Opinion: Keep music out of literature


BY GABRIEL BENSON, COPY EDITOR


Many Augsburg students may have been put under the impression that the Nobel Prize is only given out for peace, but there are prizes for physics, chemistry, medicine, economics and the only category that I really keep an eye on year to year, the literature award. Last year, the award became host to an unlikely recipient: musician Bob Dylan.

Winning for “having created new poetic expressions within the great American song tradition,” this decision left many, myself included, befuddled. However, nobody seemed more confused than Bob Dylan himself. For many weeks, he declined to travel to Stockholm to accept the award, and it was not until June that he gave his Nobel Lecture. “When I first received the Nobel Prize for Literature,” Dylan said in his speech, “I got to wondering exactly how my songs related to literature.”

Same, Bob. Same.

It’s not that I hate music. It’s not that I don’t believe that music lyrics have a poetic quality; they most certainly do. However, there is something sacred about the words on the page, the commitment to literature as an artform that Bob Dylan does not use.
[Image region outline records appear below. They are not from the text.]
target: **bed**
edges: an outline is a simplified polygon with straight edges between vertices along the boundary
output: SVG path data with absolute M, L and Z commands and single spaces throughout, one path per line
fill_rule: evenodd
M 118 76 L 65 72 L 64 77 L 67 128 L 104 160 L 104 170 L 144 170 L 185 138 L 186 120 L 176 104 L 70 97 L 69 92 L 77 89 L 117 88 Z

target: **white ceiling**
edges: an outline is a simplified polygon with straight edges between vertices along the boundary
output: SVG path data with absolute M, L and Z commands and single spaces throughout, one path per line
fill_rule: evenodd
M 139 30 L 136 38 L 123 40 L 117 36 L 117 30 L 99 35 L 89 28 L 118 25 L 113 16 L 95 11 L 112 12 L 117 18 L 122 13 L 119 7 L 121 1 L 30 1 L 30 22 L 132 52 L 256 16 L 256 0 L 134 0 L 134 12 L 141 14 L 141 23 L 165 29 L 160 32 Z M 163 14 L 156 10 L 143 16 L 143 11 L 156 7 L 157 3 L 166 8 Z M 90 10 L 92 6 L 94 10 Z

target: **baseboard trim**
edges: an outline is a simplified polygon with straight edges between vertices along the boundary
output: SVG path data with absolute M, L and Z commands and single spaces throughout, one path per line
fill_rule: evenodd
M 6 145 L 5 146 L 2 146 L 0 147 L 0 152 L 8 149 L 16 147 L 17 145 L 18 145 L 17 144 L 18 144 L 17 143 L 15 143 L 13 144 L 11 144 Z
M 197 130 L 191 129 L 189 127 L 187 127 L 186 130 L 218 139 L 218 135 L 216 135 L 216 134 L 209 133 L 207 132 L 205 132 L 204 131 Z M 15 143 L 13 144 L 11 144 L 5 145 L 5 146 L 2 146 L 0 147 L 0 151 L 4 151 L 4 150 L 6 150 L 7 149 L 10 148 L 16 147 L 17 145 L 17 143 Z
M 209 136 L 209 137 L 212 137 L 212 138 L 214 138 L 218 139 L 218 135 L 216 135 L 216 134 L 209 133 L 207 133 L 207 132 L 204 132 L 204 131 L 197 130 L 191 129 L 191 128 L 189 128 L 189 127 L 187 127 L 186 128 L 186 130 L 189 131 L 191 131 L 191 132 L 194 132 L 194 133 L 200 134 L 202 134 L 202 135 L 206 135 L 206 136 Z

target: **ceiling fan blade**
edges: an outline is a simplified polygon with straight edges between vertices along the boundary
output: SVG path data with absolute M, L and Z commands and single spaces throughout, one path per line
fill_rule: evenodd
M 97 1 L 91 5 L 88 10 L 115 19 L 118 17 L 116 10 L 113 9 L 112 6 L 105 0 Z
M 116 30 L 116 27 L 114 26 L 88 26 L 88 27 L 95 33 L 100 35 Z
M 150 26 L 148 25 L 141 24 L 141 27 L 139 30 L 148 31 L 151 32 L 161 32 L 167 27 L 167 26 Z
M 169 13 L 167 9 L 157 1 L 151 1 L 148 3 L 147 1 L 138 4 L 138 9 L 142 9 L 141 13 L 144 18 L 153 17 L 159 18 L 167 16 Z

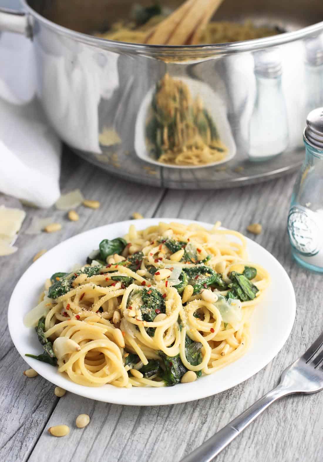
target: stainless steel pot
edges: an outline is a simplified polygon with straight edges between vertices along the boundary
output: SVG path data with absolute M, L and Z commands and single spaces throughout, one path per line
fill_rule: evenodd
M 126 15 L 132 3 L 22 0 L 23 12 L 0 10 L 0 30 L 33 41 L 38 96 L 64 141 L 114 175 L 173 188 L 228 187 L 298 167 L 307 114 L 323 106 L 323 2 L 226 0 L 217 19 L 288 31 L 226 44 L 146 46 L 90 35 Z M 200 93 L 228 147 L 223 163 L 171 168 L 150 157 L 145 117 L 167 73 Z

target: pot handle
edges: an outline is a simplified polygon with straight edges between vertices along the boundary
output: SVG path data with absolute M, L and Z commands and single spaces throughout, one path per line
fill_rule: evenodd
M 13 32 L 32 36 L 32 28 L 29 16 L 22 11 L 0 8 L 0 33 Z

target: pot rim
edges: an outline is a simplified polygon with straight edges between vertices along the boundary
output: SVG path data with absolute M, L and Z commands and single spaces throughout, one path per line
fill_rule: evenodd
M 97 45 L 101 48 L 109 48 L 115 51 L 132 52 L 151 55 L 161 54 L 164 56 L 173 56 L 175 53 L 180 53 L 182 55 L 189 55 L 192 53 L 197 57 L 199 55 L 203 57 L 228 55 L 239 52 L 252 52 L 261 49 L 267 48 L 294 42 L 307 37 L 316 33 L 323 31 L 323 21 L 311 25 L 306 26 L 297 30 L 285 32 L 283 34 L 265 37 L 263 38 L 252 39 L 241 42 L 227 43 L 215 43 L 209 45 L 147 45 L 141 43 L 131 43 L 128 42 L 117 42 L 79 32 L 72 29 L 60 26 L 50 21 L 37 13 L 28 5 L 27 0 L 20 0 L 24 8 L 32 16 L 45 24 L 48 27 L 65 36 L 75 39 L 83 43 L 90 45 Z M 0 9 L 2 9 L 0 8 Z

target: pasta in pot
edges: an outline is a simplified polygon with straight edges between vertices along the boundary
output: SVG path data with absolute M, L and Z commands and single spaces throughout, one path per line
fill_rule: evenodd
M 52 277 L 28 317 L 45 353 L 29 356 L 81 385 L 128 388 L 191 381 L 235 361 L 270 278 L 248 261 L 245 237 L 219 226 L 132 225 L 102 241 L 90 264 Z

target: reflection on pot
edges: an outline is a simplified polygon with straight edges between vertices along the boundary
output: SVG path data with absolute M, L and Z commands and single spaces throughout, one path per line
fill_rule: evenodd
M 162 164 L 206 165 L 227 154 L 200 97 L 193 98 L 187 85 L 168 74 L 156 85 L 145 134 L 150 155 Z

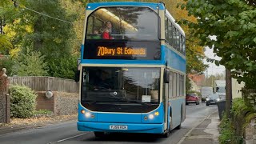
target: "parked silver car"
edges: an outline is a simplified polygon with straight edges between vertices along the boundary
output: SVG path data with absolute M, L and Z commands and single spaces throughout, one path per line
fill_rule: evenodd
M 217 102 L 220 101 L 220 96 L 218 94 L 209 94 L 206 98 L 206 106 L 209 105 L 216 105 Z

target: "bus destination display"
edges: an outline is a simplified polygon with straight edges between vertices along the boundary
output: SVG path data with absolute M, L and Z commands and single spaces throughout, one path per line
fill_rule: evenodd
M 116 57 L 116 56 L 137 56 L 146 57 L 146 48 L 144 47 L 106 47 L 98 46 L 97 56 Z

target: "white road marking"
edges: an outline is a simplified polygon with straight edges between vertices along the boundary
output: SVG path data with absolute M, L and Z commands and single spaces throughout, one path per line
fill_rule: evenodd
M 68 139 L 72 139 L 72 138 L 77 138 L 77 137 L 80 137 L 81 135 L 85 135 L 88 133 L 83 133 L 83 134 L 78 134 L 78 135 L 75 135 L 75 136 L 73 136 L 73 137 L 70 137 L 70 138 L 65 138 L 65 139 L 61 139 L 61 140 L 58 140 L 57 141 L 58 142 L 63 142 L 63 141 L 66 141 Z
M 201 123 L 202 123 L 206 119 L 209 118 L 210 117 L 210 115 L 212 115 L 212 114 L 208 115 L 207 118 L 203 118 L 202 121 L 200 121 L 199 122 L 198 122 L 198 123 L 195 125 L 195 126 L 194 126 L 190 131 L 188 131 L 188 132 L 185 134 L 185 136 L 182 137 L 181 140 L 179 140 L 179 142 L 178 142 L 177 144 L 182 144 L 182 143 L 184 142 L 184 140 L 186 139 L 186 137 L 189 137 L 190 134 L 196 127 L 198 127 Z

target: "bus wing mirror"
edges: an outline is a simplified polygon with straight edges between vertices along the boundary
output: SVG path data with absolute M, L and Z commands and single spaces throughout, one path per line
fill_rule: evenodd
M 163 74 L 163 81 L 165 83 L 169 83 L 170 81 L 170 72 L 167 69 L 165 69 L 164 74 Z
M 80 70 L 77 70 L 74 74 L 74 82 L 79 82 Z

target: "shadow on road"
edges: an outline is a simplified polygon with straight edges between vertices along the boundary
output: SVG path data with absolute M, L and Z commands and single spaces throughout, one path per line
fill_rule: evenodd
M 84 139 L 86 142 L 159 142 L 164 139 L 162 134 L 126 134 L 126 133 L 113 133 L 106 134 L 103 138 L 90 138 Z

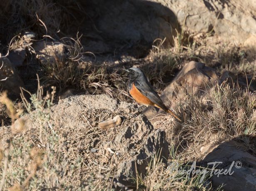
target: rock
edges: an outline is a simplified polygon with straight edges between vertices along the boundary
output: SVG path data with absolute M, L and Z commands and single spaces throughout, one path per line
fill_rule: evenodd
M 24 84 L 20 77 L 18 72 L 13 65 L 6 57 L 0 57 L 0 66 L 2 64 L 2 68 L 0 69 L 0 79 L 5 79 L 1 81 L 2 91 L 7 90 L 8 96 L 11 98 L 17 98 L 20 97 L 20 87 L 24 87 Z
M 244 137 L 243 137 L 244 139 Z M 247 137 L 254 140 L 255 137 Z M 249 141 L 251 144 L 251 142 Z M 249 143 L 249 142 L 248 143 Z M 255 144 L 254 144 L 254 147 Z M 221 162 L 217 169 L 231 169 L 231 175 L 214 175 L 212 184 L 215 188 L 224 184 L 225 191 L 254 191 L 256 189 L 256 157 L 249 152 L 248 148 L 235 140 L 218 145 L 204 159 L 205 163 Z M 253 145 L 251 145 L 253 147 Z M 211 147 L 211 146 L 208 147 Z M 255 148 L 255 147 L 254 147 Z M 212 168 L 213 165 L 208 168 Z M 222 171 L 223 172 L 224 171 Z M 233 174 L 232 172 L 234 171 Z
M 130 103 L 118 102 L 106 95 L 81 95 L 60 100 L 47 111 L 50 119 L 46 125 L 56 127 L 55 130 L 60 131 L 65 139 L 60 144 L 63 153 L 67 153 L 67 160 L 72 161 L 74 150 L 88 164 L 82 168 L 81 177 L 68 171 L 67 179 L 70 181 L 86 179 L 91 172 L 100 171 L 114 174 L 119 182 L 131 186 L 134 183 L 135 165 L 139 174 L 143 176 L 155 156 L 164 162 L 168 158 L 165 132 L 154 129 L 144 115 L 136 115 L 136 109 Z M 40 146 L 42 143 L 37 137 L 42 121 L 35 117 L 37 113 L 35 111 L 22 119 L 27 128 L 25 138 Z M 117 115 L 123 118 L 121 124 L 108 130 L 99 127 L 99 122 Z
M 64 46 L 59 42 L 40 41 L 34 43 L 33 48 L 42 63 L 62 61 L 65 56 Z
M 153 1 L 96 0 L 87 4 L 89 19 L 81 29 L 86 34 L 82 44 L 93 52 L 119 49 L 129 54 L 127 50 L 136 49 L 136 56 L 144 55 L 157 38 L 166 37 L 166 42 L 173 44 L 174 29 L 179 29 L 173 12 Z
M 196 35 L 211 32 L 222 42 L 244 43 L 245 45 L 249 43 L 253 46 L 252 42 L 256 41 L 255 1 L 154 1 L 173 11 L 183 29 L 189 34 Z
M 175 100 L 186 94 L 204 93 L 219 82 L 218 75 L 213 69 L 200 62 L 191 61 L 186 64 L 172 82 L 164 89 L 160 97 L 169 108 L 174 108 Z M 149 107 L 144 114 L 152 119 L 162 110 Z
M 26 50 L 23 48 L 19 48 L 11 50 L 7 58 L 15 66 L 20 66 L 26 58 Z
Music is art, and art is amazing, but music doesn’t fall under the category of literature.

There is some historical precedent for musicians winning the award. Among epic authors such as Toni Morrison, Ernest Hemingway and Sinclair Lewis, one other musician has won. Rabindranath Tagore won the Prize in 1914 “because of his profoundly sensitive, fresh and beautiful verse, by which, with consummate skill, he has made his poetic thought, expressed in his own English words, a part of the literature of the West.” Dylan and Tagore aren’t the only unusual winners. English Prime Minister Winston Churchill won in 1953 for “his mastery of historical and biographical description as well as for brilliant oratory in defending exalted human values.”

This year, the Prize returned to the hands of the creators of classic literature: Kazuo Ishiguro, author of “Never Let Me Go” and “The Buried Giant.” In the explanation for the award, the Nobel Committee wrote that Kazuo “in novels of great emotional force has uncovered the abyss beneath our illusory sense of connection with the world.”

I’m happy that the the Nobel Prize for Literature was given to an author this year, and I’m glad that giving the award to Dylan was not an attempt to set a trend.


This article first appeared in the Friday, October 13, 2017, Edition of The Echo.